A Comissão de Meio Ambiente, Defesa do Consumidor e Fiscalização e Controle (CMA) pode votar hoje projeto que concede redução de 75% do Imposto de Renda e isenção da contribuição de PIS-Pasep e Cofins para empresa que produzir ou distribuir água de reúso.
A medida incentiva a reutilização de água não potável, para evitar que água tratada seja usada para irrigação de jardins, lavagem de áreas públicas, desobstrução de tubulações e combate a incêndios.
Para esses casos, poderá ser feita a reutilização de água proveniente de esgoto e de demais efluentes líquidos domésticos e industriais, desde que dentro de padrões definidos para as modalidades de uso pretendidas.
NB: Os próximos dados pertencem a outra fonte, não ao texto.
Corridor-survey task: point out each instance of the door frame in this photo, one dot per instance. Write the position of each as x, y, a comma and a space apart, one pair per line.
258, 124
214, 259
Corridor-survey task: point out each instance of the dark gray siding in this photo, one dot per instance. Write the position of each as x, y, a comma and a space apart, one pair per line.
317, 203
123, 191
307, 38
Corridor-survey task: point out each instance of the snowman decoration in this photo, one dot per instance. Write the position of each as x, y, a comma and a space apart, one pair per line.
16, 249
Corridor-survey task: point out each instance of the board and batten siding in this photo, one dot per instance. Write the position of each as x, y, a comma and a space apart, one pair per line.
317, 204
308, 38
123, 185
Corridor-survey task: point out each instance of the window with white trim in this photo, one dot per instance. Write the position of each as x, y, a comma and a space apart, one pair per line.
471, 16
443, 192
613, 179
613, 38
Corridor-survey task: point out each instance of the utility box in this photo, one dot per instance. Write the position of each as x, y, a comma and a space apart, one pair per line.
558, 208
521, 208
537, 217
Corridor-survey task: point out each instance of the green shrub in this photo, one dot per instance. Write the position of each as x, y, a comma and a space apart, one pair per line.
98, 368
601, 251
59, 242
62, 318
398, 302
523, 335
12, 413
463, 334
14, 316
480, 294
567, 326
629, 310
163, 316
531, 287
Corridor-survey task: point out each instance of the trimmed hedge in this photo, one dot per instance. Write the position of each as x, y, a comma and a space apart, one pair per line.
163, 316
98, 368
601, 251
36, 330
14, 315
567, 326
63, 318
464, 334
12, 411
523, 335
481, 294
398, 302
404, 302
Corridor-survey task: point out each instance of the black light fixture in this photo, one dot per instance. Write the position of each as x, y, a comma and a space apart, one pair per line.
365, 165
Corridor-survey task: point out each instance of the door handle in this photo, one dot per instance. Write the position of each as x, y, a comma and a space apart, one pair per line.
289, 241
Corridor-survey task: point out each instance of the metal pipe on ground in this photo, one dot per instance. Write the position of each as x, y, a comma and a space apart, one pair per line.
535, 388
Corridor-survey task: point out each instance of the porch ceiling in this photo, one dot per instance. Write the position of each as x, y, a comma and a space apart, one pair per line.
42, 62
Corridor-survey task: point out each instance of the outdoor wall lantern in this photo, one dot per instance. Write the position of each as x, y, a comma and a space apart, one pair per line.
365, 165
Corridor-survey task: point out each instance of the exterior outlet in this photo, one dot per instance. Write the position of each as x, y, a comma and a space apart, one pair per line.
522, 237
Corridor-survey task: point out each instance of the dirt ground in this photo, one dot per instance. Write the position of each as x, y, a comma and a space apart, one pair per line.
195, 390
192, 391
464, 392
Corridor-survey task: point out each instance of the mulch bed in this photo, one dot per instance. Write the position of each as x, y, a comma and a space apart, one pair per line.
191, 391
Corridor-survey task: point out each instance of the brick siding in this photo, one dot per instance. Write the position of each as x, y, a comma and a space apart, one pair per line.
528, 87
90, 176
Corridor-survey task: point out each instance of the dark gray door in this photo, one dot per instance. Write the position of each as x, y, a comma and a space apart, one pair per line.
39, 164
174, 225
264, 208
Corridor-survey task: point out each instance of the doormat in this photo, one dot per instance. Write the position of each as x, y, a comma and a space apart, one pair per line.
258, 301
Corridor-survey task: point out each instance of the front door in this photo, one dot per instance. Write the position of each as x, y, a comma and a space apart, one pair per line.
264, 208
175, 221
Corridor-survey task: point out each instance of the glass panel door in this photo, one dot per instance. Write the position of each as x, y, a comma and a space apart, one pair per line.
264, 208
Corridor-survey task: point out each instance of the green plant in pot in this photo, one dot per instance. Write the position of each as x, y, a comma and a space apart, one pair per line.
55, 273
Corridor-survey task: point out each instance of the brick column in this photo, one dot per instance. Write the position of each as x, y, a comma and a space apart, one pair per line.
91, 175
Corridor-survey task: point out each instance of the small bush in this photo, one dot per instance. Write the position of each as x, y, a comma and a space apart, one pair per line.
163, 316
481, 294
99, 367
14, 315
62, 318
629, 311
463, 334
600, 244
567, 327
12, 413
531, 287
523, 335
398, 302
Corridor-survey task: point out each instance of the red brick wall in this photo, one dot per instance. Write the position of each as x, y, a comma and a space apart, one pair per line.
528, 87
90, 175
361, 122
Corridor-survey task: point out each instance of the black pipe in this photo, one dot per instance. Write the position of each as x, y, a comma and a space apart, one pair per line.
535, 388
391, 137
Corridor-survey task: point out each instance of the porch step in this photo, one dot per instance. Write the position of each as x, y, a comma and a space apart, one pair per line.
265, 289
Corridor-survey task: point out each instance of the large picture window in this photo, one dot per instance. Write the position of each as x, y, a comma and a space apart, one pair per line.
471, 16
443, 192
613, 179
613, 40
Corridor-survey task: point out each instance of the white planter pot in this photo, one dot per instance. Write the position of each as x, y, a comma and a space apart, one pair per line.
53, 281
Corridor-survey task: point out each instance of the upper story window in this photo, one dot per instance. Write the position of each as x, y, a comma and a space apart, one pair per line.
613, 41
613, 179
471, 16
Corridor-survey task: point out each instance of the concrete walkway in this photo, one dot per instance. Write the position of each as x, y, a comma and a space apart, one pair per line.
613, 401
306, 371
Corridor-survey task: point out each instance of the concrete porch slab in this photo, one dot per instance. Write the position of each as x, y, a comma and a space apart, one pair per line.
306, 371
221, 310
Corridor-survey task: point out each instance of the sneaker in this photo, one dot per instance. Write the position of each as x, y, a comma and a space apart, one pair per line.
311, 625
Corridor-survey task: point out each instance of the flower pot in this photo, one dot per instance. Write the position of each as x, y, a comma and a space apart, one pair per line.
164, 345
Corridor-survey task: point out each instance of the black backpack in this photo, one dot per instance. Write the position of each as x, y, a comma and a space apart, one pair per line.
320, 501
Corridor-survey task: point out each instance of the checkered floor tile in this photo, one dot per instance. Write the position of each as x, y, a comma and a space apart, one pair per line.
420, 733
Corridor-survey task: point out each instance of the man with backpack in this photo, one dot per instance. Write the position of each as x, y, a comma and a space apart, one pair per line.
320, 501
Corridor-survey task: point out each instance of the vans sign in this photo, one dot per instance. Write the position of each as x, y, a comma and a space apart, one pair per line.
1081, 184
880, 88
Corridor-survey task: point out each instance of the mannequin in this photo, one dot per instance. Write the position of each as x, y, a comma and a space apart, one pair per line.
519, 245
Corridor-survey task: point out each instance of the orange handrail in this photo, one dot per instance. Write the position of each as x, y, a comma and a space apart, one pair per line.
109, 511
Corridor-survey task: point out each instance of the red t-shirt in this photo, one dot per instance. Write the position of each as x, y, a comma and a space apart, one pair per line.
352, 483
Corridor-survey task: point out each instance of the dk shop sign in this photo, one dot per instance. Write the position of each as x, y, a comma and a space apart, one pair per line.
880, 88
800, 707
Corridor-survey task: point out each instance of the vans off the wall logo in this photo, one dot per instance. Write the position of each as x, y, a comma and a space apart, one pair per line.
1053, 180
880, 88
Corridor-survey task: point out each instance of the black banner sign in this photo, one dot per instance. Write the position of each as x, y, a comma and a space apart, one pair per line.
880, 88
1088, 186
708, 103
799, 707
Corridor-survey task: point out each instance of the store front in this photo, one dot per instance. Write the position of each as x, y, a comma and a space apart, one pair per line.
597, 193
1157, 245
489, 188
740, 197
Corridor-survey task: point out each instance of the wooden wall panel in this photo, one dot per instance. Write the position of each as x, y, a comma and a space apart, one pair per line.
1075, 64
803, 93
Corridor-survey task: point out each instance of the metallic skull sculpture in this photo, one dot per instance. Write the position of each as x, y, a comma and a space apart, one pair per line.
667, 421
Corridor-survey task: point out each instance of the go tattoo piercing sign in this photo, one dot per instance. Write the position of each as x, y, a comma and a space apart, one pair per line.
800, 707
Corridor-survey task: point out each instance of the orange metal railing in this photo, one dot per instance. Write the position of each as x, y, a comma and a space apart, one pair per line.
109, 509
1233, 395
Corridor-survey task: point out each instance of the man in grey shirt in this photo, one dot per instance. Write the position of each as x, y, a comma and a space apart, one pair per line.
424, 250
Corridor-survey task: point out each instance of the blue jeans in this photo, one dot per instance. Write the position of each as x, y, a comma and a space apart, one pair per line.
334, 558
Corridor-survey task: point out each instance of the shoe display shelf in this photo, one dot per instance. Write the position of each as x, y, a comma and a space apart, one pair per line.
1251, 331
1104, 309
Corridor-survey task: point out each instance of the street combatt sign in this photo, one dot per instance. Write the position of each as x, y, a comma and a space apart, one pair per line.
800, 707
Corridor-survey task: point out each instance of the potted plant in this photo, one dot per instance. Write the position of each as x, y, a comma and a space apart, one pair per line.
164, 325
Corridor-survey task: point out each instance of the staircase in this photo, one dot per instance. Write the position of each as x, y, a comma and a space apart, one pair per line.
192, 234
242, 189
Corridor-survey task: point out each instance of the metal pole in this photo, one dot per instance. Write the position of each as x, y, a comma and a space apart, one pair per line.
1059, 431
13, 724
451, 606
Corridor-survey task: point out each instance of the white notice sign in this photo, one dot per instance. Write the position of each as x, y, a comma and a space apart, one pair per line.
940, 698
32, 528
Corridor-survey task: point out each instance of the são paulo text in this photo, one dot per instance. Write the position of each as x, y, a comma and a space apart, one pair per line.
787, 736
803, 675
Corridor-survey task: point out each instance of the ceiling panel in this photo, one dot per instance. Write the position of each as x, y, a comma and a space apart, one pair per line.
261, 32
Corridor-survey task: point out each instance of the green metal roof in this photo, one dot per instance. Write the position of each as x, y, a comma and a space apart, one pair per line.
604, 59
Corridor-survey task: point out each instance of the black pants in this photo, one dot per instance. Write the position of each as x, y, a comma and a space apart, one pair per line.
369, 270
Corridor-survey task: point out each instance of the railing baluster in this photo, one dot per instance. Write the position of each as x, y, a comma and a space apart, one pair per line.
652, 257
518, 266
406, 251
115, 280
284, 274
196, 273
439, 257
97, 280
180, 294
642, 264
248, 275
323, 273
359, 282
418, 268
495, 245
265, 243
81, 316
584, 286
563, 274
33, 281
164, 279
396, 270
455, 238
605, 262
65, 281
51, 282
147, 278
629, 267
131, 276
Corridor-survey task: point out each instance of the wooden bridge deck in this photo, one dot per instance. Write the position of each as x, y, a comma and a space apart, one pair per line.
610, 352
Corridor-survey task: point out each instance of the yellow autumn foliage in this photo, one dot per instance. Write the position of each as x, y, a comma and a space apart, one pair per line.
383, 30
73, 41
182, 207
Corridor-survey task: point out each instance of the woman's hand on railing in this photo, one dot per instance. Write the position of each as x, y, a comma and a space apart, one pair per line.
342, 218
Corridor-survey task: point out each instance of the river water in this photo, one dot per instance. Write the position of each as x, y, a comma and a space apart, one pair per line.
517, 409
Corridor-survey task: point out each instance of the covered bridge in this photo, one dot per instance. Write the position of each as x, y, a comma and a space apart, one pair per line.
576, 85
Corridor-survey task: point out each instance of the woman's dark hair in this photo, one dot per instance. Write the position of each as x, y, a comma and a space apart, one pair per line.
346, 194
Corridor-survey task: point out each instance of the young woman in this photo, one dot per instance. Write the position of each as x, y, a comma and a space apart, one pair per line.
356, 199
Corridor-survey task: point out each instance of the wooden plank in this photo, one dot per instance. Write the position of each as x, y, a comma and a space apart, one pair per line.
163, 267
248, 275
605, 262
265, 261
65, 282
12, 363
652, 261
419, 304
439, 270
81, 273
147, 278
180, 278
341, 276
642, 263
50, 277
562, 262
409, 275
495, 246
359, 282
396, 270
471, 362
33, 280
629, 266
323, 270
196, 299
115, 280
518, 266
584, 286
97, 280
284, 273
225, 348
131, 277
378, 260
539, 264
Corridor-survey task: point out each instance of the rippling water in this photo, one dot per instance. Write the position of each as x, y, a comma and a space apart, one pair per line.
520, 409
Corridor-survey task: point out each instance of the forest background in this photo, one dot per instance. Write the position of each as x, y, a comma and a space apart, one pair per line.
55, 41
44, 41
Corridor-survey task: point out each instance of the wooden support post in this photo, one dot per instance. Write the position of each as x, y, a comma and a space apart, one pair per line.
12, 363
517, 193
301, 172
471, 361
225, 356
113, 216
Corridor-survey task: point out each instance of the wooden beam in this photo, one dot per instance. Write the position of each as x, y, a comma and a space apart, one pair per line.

O projeto (PLS 12/2014), de Cássio Cunha Lima (PSDB-PB), é voltado a empresas que fazem a adequação a esses padrões e a distribuição da água reaproveitada, como forma de reduzir o custo do líquido e ampliar a utilização nas cidades brasileiras.
Depois de analisada pela CMA, a proposta vai à Comissão de Assuntos Econômicos (CAE), para decisão ­terminativa.
A pauta da CMA, formada por 26 itens, inclui projeto de Aloysio Nunes Ferreira (PSDB-SP) que torna obrigatória a inclusão da licença ambiental de instalação entre os documentos que devem constar de edital para licitação de obra pública (PLS 401/2013).
A lei em vigor obriga que, ao lançar um edital para licitação de obras públicas, o governo inclua nos anexos o projeto básico aprovado e as licenças ambientais prévias, entre outros documentos. Já a licença de instalação é exigida da empresa vencedora da licitação, como condição para o início das obras do projeto.
Para o senador, a facilidade de concessão de licenças prévias e a deficiência dos projetos básicos resultam na paralisação de obras já licitadas, por problemas na obtenção da licença de instalação. A exigência dessa licença ainda no edital, diz ele, contribuirá para melhorar a qualidade dos projetos e obrigará os órgãos ambientais a analisá-los de forma mais criteriosa.
A matéria também será analisada pela Comissão de Constituição e Justiça (CCJ).